Coordinate Systems

From high-school maths, you should be familiar with the cartesian coordinate system, and how to denote co-ordinates in the 2D plane, using (x, y) coordinates.

2D cartesian coordinates

Figure 1: 2D cartesian coordinate system, by Kbolino, Public domain, via Wikimedia Commons

The same principle can be extended to 3D, with (x, y, z) coordinates.

3D cartesian coordinates

Figure 2: 3D cartesian coordinate system, by Cronholm144, Public domain, via Wikimedia Commons

With 3D coordinate systems, you should be aware of whether coordinates are right or left handed. In this course, we will use right handed coordinates exclusively.

Right handed coordinates

Figure 3: Right handed coordinates, thumb=X, index=Y, middle=Z, by Abdull, CC BY-SA 3.0, via via Wikimedia Commons

In medical imaging in general, and in particular, in image-guided surgery, it is important, not to flip axes around. Software must not accidentally mix up, the left and right hand side of the patient, which in many parts of the anatomy look very similar. So, do not switch left/right handed coordinates, without a lot of software testing.

Image-Guided Surgery (IGS) Systems

Each image-guided surgery system will have a set of coordinate systems.
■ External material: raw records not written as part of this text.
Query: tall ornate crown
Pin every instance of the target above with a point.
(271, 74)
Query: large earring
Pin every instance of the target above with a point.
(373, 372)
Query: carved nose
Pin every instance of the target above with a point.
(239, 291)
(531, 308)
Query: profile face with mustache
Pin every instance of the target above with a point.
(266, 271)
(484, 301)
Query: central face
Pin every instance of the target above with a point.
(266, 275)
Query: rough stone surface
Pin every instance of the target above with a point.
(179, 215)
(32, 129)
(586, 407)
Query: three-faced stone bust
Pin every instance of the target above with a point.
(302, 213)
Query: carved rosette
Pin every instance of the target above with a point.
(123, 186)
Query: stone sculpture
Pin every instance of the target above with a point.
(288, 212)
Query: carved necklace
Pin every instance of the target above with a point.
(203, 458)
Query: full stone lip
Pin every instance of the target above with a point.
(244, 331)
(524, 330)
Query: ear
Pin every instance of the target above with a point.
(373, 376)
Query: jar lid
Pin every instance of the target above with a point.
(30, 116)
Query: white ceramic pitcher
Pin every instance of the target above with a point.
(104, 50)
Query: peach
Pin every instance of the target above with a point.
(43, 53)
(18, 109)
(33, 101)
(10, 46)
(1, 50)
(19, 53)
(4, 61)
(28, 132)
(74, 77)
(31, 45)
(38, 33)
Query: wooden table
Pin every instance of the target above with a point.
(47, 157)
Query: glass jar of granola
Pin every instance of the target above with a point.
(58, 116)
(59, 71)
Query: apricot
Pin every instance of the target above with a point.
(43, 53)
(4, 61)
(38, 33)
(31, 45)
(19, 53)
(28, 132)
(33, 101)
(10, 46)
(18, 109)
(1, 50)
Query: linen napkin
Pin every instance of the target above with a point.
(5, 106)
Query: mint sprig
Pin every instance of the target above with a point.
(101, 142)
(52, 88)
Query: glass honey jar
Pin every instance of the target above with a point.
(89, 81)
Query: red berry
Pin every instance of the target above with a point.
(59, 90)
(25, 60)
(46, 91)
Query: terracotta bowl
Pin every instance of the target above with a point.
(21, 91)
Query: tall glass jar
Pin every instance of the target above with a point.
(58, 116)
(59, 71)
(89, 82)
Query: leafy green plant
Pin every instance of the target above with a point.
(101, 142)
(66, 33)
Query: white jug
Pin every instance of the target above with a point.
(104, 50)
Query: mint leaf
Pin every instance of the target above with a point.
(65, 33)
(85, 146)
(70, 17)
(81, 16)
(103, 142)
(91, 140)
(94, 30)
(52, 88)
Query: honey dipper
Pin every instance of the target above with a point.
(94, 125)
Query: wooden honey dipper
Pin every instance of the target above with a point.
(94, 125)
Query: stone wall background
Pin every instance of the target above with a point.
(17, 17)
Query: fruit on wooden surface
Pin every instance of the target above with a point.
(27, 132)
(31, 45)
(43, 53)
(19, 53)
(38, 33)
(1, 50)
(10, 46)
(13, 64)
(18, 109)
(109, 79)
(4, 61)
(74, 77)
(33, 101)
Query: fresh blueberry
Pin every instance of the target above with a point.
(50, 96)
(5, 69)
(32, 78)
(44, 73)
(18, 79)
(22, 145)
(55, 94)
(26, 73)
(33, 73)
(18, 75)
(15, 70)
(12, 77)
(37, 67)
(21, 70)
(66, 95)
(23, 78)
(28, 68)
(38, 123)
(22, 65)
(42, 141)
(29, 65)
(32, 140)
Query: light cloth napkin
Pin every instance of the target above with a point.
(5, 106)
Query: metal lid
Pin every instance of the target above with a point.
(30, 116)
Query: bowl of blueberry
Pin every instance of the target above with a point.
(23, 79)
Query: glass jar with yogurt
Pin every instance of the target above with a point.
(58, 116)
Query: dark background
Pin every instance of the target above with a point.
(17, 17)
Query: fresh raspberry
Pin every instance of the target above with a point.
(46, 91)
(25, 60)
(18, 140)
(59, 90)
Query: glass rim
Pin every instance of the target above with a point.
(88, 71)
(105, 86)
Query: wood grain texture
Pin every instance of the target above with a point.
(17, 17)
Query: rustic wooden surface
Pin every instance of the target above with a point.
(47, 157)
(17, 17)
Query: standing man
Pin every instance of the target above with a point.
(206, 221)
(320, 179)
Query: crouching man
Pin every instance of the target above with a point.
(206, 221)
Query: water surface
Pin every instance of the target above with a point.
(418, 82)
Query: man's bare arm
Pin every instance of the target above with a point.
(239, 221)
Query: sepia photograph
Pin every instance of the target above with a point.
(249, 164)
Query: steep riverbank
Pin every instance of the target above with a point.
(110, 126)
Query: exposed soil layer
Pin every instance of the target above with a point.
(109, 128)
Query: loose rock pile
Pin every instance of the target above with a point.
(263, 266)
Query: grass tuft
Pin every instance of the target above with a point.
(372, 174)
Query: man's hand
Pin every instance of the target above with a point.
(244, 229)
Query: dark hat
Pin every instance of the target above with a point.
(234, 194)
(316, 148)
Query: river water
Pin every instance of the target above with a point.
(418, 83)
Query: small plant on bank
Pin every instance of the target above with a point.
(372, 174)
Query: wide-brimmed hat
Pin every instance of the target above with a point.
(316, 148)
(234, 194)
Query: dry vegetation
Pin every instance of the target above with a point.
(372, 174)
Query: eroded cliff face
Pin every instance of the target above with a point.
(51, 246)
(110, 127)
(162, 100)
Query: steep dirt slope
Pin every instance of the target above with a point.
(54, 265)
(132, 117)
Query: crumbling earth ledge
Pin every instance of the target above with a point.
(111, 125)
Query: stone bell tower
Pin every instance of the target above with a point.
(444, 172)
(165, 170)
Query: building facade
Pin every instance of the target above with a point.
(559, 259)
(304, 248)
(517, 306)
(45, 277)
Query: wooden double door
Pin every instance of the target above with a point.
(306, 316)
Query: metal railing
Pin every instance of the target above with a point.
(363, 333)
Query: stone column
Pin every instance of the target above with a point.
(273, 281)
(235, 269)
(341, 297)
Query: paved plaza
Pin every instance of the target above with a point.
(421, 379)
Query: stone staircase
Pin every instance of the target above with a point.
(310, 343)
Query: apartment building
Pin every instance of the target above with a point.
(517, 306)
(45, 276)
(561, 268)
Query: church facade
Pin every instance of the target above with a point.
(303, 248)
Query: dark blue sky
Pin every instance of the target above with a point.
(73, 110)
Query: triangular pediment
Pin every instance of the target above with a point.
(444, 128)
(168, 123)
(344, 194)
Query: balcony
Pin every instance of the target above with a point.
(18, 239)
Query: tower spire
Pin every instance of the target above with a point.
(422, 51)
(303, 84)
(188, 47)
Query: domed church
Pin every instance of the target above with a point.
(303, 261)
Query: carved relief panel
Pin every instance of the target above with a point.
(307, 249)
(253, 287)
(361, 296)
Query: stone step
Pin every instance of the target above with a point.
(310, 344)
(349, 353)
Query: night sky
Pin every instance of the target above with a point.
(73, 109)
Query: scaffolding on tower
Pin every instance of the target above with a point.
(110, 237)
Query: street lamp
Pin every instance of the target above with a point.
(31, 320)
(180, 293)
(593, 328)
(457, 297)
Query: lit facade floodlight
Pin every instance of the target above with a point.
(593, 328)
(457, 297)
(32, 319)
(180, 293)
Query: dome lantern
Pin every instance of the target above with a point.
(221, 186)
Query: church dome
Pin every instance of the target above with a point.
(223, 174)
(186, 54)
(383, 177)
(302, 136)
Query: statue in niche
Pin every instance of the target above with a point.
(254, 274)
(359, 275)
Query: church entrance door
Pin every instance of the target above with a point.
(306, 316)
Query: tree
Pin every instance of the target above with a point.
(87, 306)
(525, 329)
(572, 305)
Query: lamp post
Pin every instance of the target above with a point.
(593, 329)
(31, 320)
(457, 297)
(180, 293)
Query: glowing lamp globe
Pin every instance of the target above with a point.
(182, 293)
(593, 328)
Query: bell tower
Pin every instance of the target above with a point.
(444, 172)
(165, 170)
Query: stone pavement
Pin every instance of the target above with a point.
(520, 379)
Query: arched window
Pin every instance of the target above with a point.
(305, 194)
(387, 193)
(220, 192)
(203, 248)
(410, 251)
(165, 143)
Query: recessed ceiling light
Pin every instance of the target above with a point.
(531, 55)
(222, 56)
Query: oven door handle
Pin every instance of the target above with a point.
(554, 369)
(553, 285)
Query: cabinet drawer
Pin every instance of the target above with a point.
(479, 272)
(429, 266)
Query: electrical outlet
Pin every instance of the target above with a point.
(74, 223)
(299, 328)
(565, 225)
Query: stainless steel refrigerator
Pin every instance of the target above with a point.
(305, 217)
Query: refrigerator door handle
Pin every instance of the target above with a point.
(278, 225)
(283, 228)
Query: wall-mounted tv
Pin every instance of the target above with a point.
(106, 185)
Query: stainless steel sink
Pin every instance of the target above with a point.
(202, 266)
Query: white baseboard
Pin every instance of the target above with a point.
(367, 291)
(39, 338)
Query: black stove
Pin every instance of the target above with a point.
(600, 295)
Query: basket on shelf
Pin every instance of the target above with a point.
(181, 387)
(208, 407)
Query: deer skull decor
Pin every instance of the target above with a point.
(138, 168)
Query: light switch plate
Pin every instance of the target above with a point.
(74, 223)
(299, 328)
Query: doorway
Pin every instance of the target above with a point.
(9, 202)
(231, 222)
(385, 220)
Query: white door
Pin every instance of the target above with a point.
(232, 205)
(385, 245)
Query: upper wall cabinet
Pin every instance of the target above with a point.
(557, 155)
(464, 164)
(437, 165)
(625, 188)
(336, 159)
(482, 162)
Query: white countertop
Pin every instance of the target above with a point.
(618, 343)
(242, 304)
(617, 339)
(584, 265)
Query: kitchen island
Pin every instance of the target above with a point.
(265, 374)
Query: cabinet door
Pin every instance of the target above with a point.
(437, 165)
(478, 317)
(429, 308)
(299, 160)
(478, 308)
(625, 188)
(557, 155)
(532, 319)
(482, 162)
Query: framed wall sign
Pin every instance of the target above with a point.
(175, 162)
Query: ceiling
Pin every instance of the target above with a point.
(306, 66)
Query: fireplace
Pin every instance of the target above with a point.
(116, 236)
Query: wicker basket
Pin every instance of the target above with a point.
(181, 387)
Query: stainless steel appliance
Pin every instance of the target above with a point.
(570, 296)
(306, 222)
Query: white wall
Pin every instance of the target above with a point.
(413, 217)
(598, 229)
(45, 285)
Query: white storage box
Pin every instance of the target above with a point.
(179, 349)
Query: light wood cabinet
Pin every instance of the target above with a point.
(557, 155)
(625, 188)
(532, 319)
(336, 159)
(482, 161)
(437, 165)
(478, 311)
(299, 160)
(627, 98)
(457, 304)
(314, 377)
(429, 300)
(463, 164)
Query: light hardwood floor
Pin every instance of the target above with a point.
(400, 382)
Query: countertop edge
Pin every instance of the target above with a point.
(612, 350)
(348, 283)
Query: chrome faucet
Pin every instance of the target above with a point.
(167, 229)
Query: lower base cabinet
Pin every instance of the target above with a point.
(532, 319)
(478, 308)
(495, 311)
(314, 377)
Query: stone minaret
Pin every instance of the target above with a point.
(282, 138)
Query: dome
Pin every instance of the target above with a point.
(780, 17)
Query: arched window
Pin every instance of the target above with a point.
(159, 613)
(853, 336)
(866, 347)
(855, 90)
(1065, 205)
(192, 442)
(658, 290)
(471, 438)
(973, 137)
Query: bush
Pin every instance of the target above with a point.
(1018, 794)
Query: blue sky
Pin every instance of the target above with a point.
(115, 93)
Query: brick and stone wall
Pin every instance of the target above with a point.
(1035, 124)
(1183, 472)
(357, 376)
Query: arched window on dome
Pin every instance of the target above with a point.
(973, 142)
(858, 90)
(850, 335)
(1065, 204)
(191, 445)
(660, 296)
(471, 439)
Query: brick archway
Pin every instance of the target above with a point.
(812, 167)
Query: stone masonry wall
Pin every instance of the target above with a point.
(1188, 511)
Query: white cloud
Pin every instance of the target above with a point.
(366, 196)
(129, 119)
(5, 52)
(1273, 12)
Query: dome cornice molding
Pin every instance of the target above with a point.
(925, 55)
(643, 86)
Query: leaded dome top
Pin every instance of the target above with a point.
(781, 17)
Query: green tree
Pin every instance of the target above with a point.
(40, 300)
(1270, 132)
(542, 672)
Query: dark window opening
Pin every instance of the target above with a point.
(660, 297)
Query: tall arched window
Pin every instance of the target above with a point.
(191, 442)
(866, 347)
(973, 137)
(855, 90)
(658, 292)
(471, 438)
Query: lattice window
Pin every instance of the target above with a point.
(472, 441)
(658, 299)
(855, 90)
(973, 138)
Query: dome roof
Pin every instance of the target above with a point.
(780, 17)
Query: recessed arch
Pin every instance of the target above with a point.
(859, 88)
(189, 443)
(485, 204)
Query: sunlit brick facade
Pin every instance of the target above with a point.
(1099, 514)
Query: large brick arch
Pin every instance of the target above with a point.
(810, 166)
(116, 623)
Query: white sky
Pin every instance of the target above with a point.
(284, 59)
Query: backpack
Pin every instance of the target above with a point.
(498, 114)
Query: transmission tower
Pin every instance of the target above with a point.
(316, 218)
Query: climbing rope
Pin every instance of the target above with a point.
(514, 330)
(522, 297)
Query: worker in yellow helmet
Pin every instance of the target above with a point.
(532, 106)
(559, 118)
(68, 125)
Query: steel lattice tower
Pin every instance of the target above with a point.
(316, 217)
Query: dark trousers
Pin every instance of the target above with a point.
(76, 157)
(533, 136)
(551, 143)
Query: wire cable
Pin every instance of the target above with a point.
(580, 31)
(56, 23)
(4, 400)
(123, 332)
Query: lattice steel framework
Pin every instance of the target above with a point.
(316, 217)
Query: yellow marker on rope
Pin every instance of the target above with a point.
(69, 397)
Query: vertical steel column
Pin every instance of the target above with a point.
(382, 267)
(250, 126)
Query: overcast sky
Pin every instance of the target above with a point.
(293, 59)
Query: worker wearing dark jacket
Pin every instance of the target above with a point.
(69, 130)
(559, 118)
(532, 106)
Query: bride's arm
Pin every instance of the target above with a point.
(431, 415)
It is essential to know how to convert coordinates from one coordinate system to another. For example, in the SmartLiver laparoscopic liver surgery application, there is:

Coordinate systems for laparoscopic liver surgery

The different coordinate systems are:

  • The 3D CT image = CT

  • The video camera = camera

  • The tracking markers on the end of the laparoscope = marker

  • The tracking system = world

Converting Coordinates

Let a transformation be denoted by T, where T is a 4 \times 4 matrix:

T = \begin{bmatrix} R & t \\ 0 & 1 \end{bmatrix}

where R is a 3 \times 3 orthonormal rotation matrix, and t a 3 \times 1 translation vector.

Then the transformation of coordinates from coordinate system A to coordinate system B is given by:

x^{\prime} = {}^B_{}T_A x

where x is a 3D point, in coordinate system A, represented as a 4 \times 1 column vector using homogeneous coordinates, and x^{\prime} represents the location of the same point, in coordinate system B.

Worked Example

So, using the laparoscopic liver surgery system above, an anatomical structure such as the liver can be represented as a set of triangles, which comprises 3D points, and their edge connectivity. This coordinates of this triangle mesh can be converted to video camera coordinates thus:

x_{camera} = {}^{camera}_{}T_{marker} {}^{marker}_{}T_{world} {}^{world}_{}T_{CT} x_{CT}

where

  • {}^{world}_{}T_{CT} registers CT coordinates to world (tracker) coordinates

  • {}^{marker}_{}T_{world} is the inverse of the {}^{world}_{}T_{marker} which is obtained from the tracking system

  • {}^{camera}_{}T_{marker} is given by calibrating the pose of the video camera with respect to the tracking marker

# Conclusion

So, the main technical idea behind many IGS systems are to take:

  • image data, in this example, we used a triangle mesh representing the liver, derived from CT

  • tracking system, tracking markers

  • computer

and correctly calibrate/register/track so that the image data can be displayed in the correct coordinate system. The core idea is geometrical.

However, the real science/art is in designing the calibration and registration procedures so they can be performed in a reasonable time-frame by clinical staff, without impacting the clinical workflow, to the benefit of the patient.